We were talking to Steve and his staff and patients for the “constitutional and” series for PBS because Steve claims that under the 10th Amendment, the Federal Government has no power to overrule the State of California’s own legislative and popular will when it comes to medical marijuana. His arguments are very similar to that of Gary Marbut’s, although Steve feels that unlike cannabis, gun violence is a scourge and should absolutely be regulated. (Constitutional law makes strange bedfellows.) There’s a lot of sense to what he’s saying: if states are able to regulate alcohol as they like, why not cannabis? And, for that matter, how come the United States needed a Constitutional amendment (the 18th) to ban alcohol but can ban cannabis as a matter of administrative law? And – as Steve knows, which is why he invited our crew into the Health Center – it’s a hard and cold thing to cite the Supremacy Clause as a reason to take a plant away from a cancer patient who uses it to feel better.

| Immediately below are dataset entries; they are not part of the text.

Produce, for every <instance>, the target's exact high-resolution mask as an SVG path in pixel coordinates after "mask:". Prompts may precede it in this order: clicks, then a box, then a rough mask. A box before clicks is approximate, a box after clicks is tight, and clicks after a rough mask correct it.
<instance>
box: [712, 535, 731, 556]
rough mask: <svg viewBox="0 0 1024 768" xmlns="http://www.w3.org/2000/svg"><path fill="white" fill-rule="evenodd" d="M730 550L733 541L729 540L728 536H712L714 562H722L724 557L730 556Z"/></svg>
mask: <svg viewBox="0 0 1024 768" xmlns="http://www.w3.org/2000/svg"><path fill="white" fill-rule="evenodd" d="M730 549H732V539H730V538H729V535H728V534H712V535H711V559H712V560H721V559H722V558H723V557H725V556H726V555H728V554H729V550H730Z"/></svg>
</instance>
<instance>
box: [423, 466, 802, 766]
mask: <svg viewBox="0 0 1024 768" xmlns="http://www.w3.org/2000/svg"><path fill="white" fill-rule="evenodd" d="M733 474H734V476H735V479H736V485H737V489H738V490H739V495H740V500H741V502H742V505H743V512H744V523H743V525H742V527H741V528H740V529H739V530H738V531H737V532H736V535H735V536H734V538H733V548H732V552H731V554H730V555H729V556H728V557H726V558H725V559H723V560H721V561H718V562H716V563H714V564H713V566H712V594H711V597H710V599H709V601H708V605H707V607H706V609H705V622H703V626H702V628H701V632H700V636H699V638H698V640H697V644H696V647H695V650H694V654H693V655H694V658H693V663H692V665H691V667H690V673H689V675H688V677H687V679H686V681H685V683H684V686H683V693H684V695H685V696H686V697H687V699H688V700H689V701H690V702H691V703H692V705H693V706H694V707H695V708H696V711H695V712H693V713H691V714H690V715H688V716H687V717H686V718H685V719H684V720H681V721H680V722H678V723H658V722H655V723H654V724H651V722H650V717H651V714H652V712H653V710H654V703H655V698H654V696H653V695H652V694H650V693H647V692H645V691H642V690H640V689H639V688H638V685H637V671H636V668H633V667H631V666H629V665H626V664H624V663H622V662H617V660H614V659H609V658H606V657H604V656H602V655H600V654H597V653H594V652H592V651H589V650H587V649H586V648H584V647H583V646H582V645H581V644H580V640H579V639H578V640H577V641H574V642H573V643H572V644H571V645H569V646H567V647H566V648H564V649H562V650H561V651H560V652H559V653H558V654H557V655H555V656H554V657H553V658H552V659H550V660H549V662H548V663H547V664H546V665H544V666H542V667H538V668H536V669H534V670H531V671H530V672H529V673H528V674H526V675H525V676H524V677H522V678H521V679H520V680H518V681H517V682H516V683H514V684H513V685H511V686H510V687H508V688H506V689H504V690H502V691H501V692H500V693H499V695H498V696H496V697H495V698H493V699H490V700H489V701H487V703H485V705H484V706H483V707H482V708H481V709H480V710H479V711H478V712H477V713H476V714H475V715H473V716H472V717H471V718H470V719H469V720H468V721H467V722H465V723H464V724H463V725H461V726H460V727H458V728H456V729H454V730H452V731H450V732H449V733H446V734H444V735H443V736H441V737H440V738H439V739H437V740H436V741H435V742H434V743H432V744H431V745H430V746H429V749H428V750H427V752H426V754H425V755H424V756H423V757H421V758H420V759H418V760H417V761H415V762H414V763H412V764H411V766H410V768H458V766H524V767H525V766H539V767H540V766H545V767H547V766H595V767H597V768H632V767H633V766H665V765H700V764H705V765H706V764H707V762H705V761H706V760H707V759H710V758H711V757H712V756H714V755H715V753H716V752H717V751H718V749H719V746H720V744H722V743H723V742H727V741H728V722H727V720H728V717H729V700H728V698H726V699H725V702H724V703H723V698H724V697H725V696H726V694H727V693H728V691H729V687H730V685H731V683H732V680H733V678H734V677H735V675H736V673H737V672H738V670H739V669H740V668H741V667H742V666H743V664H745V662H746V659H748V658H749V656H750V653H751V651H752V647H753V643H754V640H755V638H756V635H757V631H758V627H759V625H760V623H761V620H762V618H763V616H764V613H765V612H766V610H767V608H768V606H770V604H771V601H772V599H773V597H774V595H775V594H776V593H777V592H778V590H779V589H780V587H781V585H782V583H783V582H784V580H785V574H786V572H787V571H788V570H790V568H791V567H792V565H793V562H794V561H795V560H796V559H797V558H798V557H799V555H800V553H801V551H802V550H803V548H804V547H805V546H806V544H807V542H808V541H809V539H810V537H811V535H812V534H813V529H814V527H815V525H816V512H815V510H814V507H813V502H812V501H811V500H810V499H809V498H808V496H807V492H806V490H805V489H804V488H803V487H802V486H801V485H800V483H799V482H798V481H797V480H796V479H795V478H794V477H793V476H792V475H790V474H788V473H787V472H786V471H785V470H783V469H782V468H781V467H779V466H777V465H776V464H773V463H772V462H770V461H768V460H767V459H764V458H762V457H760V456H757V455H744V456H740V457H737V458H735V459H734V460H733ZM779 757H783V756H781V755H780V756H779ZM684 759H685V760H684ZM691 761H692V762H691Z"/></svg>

So Steve has claimed his constitutional rights, as he sees them, which are to abide by the law of the state in which he lives despite contravening Federal law, because, he says, the Constitution gives the US Government no right to regulate the growth, transport, and use of marijuana within state lines for personal use. But just as we finished the interview, I asked Steve this question:

“Suppose you win your argument, and you convince everyone of the value of medical cannabis, and the President and Congress impose a national regime of legalization and regulation so that there are places like Harborside all over the country: clean, safe, legal places to buy cannabis. But then suppose that one state – say, Utah– disagrees with that policy. And under its laws, cannabis remains illegal. Would you still be in favor of their rights under the 10th amendment?”

And Steve paused, and Steve thought, and then he shook his head and said, “I’m pretty much a one-issue guy. I just want to do everything I can to get this medicine into the hands of people who need it.”

This is what I’ve learned about the Constitution, after three weeks of travel and filming and interviews: The Constitution is, to whoever looks at it, whatever it most needs to be, for them, at that time. And the endless argument over whether it says anything objectively – other than, say, the minimum age to be President – may be itself the whole point of the document. The Constitution doesn’t settle debates, at least not most of them. It creates the arena for them.